US 11,729,476 B2
	Reproduction control of scene description
Brant Candelore, San Diego, CA (US); Mahyar Nejat, San Diego, CA (US); Peter Shintani, San Diego, CA (US); and Robert Blanchard, San Diego, CA (US)
Assigned to SONY GROUP CORPORATION, Tokyo (JP)
Filed by SONY GROUP CORPORATION, Tokyo (JP)
Filed on Feb. 8, 2021, as Appl. No. 17/170,695.
Prior Publication US 2022/0256156 A1, Aug. 11, 2022
Int. Cl. H04N 21/84 (2011.01); H04N 19/126 (2014.01); G06N 20/00 (2019.01); H04N 21/43 (2011.01); H04N 21/466 (2011.01); H04N 21/488 (2011.01); H04N 21/6587 (2011.01); H04N 21/81 (2011.01); H04N 21/845 (2011.01)
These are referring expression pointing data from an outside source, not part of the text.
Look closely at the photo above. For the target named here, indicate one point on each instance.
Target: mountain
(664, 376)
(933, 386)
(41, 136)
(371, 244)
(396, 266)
CPC H04N 21/84 (2013.01) [G06N 20/00 (2019.01); H04N 19/126 (2014.11); H04N 21/43074 (2020.08); H04N 21/4662 (2013.01); H04N 21/4882 (2013.01); H04N 21/6587 (2013.01); H04N 21/8133 (2013.01); H04N 21/8456 (2013.01)]

18 Claims

1. A media rendering device, comprising:

a memory configured to store a trained machine learning (ML) model; and

circuitry configured to:

retrieve media content that comprises a set of filmed scenes and text information which includes video description information, speed information, and timing information, wherein

the video description information describes a filmed scene in the set of filmed scenes;

extract the timing information, to reproduce the video description information, from the text information of the filmed scene;

extract a first-time interval from the timing information, wherein

the first-time interval corresponds to a natural pause between consecutive audio portions of the filmed scene;

determine a set of second-time intervals of the filmed scene, wherein

each of the set of second-time intervals indicates a time interval for reproduction of an audio portion of the filmed scene in the set of filmed scenes;

determine a third-time interval which indicates a time duration required to reproduce an audio representation of the video description information of the filmed scene;

determine a multiplication factor based on a ratio of the determined third-time interval and the first-time interval;

determine a speed to reproduce the audio representation of the video description information based on the multiplication factor and an actual playback speed of the audio representation of the video description information; wherein the speed information indicates the speed for the reproduction of the audio representation of the video description information;

determine context information of the filmed scene based on an analysis of at least one characteristic of the filmed scene;

determine an audio characteristic to reproduce the audio representation of the video description information based on an application of the trained ML model on the determined context information of the filmed scene; and

control the reproduction of the audio representation of the video description information at the first-time interval indicated by the extracted timing information of the filmed scene, based on the speed information and the determined audio characteristic.